On the Most Influential Class in School.


This was another one of my picks for the blog project. I wanted to write about this before I couldn’t really remember it well.

A part of me wants to write about how a class would affect me on a personal level; like standing on desks and shouting “O Captain! My Captain!”, but that would be disingenuous. I didn’t have a class that hit me like that in college. I had classes that were largely analytical, technical, and mathematical. That didn’t mean I didn’t have liberal arts classes, I did. I know it’s in vogue to promote STEM and besmirch liberal arts, but I think that studying the arts is incredibly important. Personally, I see a dearth of those skills in the STEM fields. It’s not extremely helpful when you know how to solve a problem, but you are unable to communicate your solution, methodology, or perhaps, even the problem itself properly. One needs to not look very far to see these examples in action; SNL has skits about the unintelligible, condescending IT guy or look to the horrific Challenger space launch for the mother of all communication breakdowns. Clearly, this thought train has been derailed. All I’m really trying to say is that I view non-STEM classes with importance, but in the case of this entry, it is an engineering class I will be talking about.

*Steps off soap box*

The most influential class is actually a toss up between ECE 233: Introduction to Microcontrollers and ECE 371: Computer Organization and Architecture. Both are amazingly important classes in my eyes for the computer engineer, but 371 wins out because of just how fundamental it is. Computer architecture, in essence, is how a computer is built. This does not mean buy some parts and build a desktop PC, but more like gate-level logic and building a functioning CPU from scratch (at least scratch from the gate-level, we didn’t have to make our own transistors). This was exactly the class I was thinking was going to be the norm when I started engineering. It took six semesters of laborious work, but the class was as interesting and fun as I thought it would be when I started school.

We were taught how to design and build all the components of a computers, chief among them the CPU. We designed a five-stage pipeline RISC processor that was a MIPS variant, with 32 instructions. The hand drawn schematic for the CPU we built in class is attached above. It even ran programs, albeit very simple programs – think, add these two numbers and then subtract the result by three. The fact of the matter is at some point everything we do in a computer is basically broken down to simple operations like that, which still amazes me today. I say this as I type away at this silver slab and words magically appear on a screen while I listen to music coming out of the same silver slab. Of course it’s not magic. It’s just awesome engineering and science.

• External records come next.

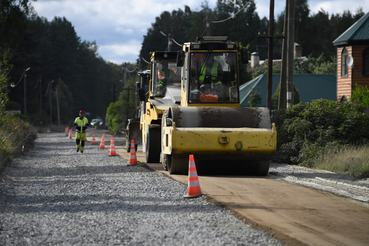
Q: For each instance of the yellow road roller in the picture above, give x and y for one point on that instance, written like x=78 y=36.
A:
x=203 y=115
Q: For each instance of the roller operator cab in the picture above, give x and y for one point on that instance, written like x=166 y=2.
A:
x=133 y=131
x=163 y=92
x=206 y=119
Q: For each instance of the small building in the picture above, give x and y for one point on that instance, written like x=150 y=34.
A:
x=306 y=84
x=353 y=58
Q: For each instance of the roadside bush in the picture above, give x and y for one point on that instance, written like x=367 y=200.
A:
x=308 y=129
x=14 y=132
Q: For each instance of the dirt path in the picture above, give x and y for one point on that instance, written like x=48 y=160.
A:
x=294 y=214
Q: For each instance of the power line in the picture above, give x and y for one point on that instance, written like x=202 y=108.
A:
x=172 y=39
x=232 y=16
x=145 y=60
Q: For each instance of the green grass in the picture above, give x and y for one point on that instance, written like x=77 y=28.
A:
x=352 y=161
x=14 y=133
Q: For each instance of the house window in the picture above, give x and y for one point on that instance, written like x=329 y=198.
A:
x=344 y=67
x=366 y=62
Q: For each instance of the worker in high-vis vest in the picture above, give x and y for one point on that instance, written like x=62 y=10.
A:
x=81 y=124
x=166 y=76
x=208 y=70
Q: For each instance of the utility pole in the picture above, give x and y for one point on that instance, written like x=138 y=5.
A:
x=114 y=92
x=283 y=80
x=169 y=42
x=25 y=91
x=290 y=52
x=124 y=74
x=127 y=102
x=270 y=56
x=57 y=102
x=40 y=100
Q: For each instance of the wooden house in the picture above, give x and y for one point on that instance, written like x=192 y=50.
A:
x=353 y=58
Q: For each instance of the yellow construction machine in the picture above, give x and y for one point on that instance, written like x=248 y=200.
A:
x=203 y=116
x=164 y=92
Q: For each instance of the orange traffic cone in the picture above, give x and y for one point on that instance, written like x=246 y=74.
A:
x=193 y=180
x=112 y=147
x=102 y=143
x=93 y=139
x=132 y=156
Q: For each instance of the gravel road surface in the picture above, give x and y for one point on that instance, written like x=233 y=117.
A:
x=55 y=196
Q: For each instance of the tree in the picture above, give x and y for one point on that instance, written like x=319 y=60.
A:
x=13 y=18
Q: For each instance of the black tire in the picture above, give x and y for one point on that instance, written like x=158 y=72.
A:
x=153 y=144
x=177 y=165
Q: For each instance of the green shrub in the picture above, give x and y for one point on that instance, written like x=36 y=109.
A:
x=306 y=129
x=14 y=133
x=360 y=95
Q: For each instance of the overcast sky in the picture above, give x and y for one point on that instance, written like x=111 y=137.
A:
x=118 y=26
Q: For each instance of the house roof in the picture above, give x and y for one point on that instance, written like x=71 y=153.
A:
x=358 y=33
x=310 y=87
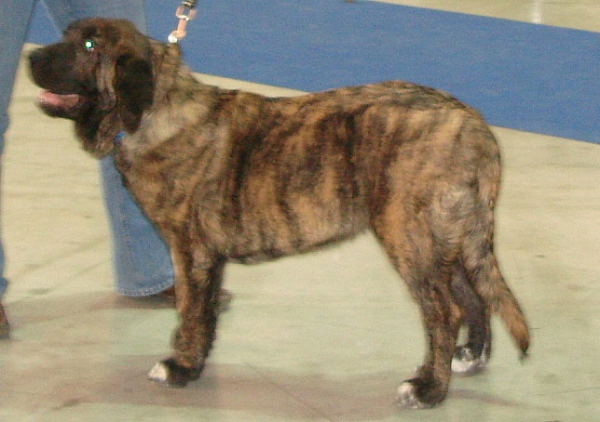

It is worth noting that we had a really great T.A. without whom the class would not nearly been as engaging or worthwhile. He spend many hours of his own time, well above what he was paid for, designing labs and instructions to help us accomplish all we did in one semesters time. So, good on you, and thanks!

I tried to take the follow up class, but alas there was not enough interest that semester to justify it. While disheartening it hasn’t deterred me from learning more on my own. It is such a broad and wide ranging topic, and it never ceases to amaze me the crazy solutions people have come up with to optimize things such as adders. Geniuses.